Log analysis with Elastic stack


preview imageDevOps
by Anurag Srivastava,Jan 31, 2018, 6:11:29 AM | 5 minutes |

In this blog, I have explained how we can configure Elastic Stack and use it to monitor Apache logs. A slow application can trigger a series of escalating calls through an IT organization and whenever the application starts giving issues, we need to troubleshoot it and fix it as soon as possible. In the process, our log files are normally among the first places where we go when we start the troubleshooting process. A modern web application environment consists of multiple log sources, which collectively output thousands of log lines written in unintelligible machine language. If I talk about the LAMP stack set up, then we have PHP, Apache, and MySQL logs to go through. In addition to that, we have framework logs and system logs which collectively creates an endless pile of machine data. Now we have all the information scattered here and there but if we need to get information out of it we need to do the dirty work by using cat, grep, tail, etc.

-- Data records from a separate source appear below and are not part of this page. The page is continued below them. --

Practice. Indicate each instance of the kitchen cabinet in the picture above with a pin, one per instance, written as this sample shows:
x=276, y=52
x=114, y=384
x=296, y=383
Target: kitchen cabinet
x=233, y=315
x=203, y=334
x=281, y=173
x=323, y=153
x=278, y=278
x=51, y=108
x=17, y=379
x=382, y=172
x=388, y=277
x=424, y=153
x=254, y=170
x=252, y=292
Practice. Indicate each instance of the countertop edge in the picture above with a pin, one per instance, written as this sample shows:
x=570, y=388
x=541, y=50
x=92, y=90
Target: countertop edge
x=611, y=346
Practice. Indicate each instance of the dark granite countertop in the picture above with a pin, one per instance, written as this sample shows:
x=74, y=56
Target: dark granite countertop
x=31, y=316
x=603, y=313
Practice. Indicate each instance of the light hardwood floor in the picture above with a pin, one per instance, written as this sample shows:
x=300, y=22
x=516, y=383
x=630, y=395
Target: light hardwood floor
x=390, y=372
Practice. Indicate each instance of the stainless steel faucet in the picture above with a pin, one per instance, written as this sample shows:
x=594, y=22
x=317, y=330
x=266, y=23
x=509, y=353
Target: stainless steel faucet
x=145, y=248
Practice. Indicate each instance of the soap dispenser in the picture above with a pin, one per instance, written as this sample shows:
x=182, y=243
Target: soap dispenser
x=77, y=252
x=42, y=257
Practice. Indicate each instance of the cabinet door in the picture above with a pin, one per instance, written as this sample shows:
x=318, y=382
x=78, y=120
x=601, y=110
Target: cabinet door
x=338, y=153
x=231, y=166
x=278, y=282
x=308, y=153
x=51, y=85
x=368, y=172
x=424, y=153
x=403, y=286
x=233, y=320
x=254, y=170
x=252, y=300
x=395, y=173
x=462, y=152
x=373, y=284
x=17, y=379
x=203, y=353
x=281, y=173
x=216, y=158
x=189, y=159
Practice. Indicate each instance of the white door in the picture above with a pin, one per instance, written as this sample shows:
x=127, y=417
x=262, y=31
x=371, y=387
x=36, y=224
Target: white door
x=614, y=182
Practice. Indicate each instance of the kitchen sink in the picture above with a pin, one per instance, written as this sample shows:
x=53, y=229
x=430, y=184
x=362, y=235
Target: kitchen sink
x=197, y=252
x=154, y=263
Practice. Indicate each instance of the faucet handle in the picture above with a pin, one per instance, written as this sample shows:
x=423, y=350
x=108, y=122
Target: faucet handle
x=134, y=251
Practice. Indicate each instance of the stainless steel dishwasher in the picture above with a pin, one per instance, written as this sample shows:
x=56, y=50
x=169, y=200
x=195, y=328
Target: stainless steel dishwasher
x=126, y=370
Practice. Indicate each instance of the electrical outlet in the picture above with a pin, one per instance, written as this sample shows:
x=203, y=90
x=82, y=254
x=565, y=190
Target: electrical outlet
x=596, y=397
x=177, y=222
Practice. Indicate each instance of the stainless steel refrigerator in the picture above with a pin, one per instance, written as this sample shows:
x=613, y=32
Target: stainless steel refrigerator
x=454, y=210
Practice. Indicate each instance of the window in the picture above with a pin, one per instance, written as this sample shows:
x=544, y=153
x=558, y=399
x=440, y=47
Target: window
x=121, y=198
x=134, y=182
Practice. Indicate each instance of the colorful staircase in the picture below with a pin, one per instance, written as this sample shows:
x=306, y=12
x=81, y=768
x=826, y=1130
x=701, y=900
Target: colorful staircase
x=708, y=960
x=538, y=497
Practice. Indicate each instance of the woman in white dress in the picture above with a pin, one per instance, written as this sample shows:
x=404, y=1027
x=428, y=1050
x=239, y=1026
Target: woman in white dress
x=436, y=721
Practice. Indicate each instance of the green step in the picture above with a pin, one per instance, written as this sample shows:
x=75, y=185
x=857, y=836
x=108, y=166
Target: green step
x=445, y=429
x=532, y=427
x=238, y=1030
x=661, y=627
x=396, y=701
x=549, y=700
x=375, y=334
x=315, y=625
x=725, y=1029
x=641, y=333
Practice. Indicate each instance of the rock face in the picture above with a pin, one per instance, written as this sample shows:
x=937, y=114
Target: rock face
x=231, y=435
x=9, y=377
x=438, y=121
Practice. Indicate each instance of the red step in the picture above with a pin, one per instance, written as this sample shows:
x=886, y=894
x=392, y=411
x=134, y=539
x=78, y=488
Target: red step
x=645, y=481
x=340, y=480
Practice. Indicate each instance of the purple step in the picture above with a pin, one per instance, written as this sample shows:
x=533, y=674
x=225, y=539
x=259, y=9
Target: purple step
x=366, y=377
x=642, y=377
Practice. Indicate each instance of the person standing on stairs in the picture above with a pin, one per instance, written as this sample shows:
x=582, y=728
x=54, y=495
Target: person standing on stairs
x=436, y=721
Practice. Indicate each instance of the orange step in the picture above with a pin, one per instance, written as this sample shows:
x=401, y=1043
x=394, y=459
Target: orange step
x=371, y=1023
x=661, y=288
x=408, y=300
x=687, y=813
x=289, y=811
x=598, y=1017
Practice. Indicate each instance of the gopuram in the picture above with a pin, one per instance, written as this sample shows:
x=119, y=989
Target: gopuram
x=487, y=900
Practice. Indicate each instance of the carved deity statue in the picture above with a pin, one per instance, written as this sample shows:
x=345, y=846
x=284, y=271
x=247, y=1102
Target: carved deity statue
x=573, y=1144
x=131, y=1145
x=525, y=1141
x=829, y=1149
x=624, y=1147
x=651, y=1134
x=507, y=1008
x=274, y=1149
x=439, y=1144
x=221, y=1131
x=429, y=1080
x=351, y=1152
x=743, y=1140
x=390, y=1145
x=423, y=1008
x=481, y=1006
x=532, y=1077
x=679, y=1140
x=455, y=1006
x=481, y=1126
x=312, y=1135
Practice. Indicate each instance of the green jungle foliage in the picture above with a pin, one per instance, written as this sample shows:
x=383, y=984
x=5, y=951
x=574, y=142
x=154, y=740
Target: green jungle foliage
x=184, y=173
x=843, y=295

Now let us talk about Elastic Stack and understand how it can solve the problem here. According to Elastic- Elastic Stack is a great tool to centralize logs from multiple sources, identify correlations, and perform the deep-data analysis. Elasticsearch is a search-and-analytics engine based on Apache Lucene that allows users to search and analyze large amounts of data in near real-time. Logstash can ingest and forward logs from anywhere to anywhere. Kibana is a dash-boarding tool with a user interface that allows us to query, visualize, and explore Elasticsearch data easily. I am not going to explain the installation process here but in the next article, I will try to cover them separately, and there I will try to explain the individual software starting from installation to implementation.


If you want to know the basics of Logstash then please refer to the "Introduction to Logstash" blog where I have explained the basics of Logstash.

The next step after installation is to set up a log pipeline into Elasticsearch for indexing and analysis using Kibana. There are various ways of forwarding data into Elasticsearch, but I am going to use Logstash. Logstash configuration files are written in JSON format under /etc/logstash/conf.d. The configuration consists of three sections: input, filter, and output. I am going to create a demo configuration file 'logs-apache.conf' for apache logs starting from the input section, the filter section is used to modify the input before sending it through the output section. For now, I am skipping this part to make it simple to understand the topic. Next is the output section:


 We have created the Logstash configuration file with the input and output sections. We need to start Logstash with the new configuration. I am using Ubuntu 17.04 here so run this command as per your Logstash setup in Operating System:

bin/logstash --path.settings /usr/share -f /etc/logstash/conf.d/logs-apache.conf

 



We can check the log data in Elasticsearch by accessing the created index through Logstash:

http://localhost:9200/logs_apache/_search



As we have the Apache logs in Elasticsearch, the next thing is to display it in Kibana. I will show this process through a series of images.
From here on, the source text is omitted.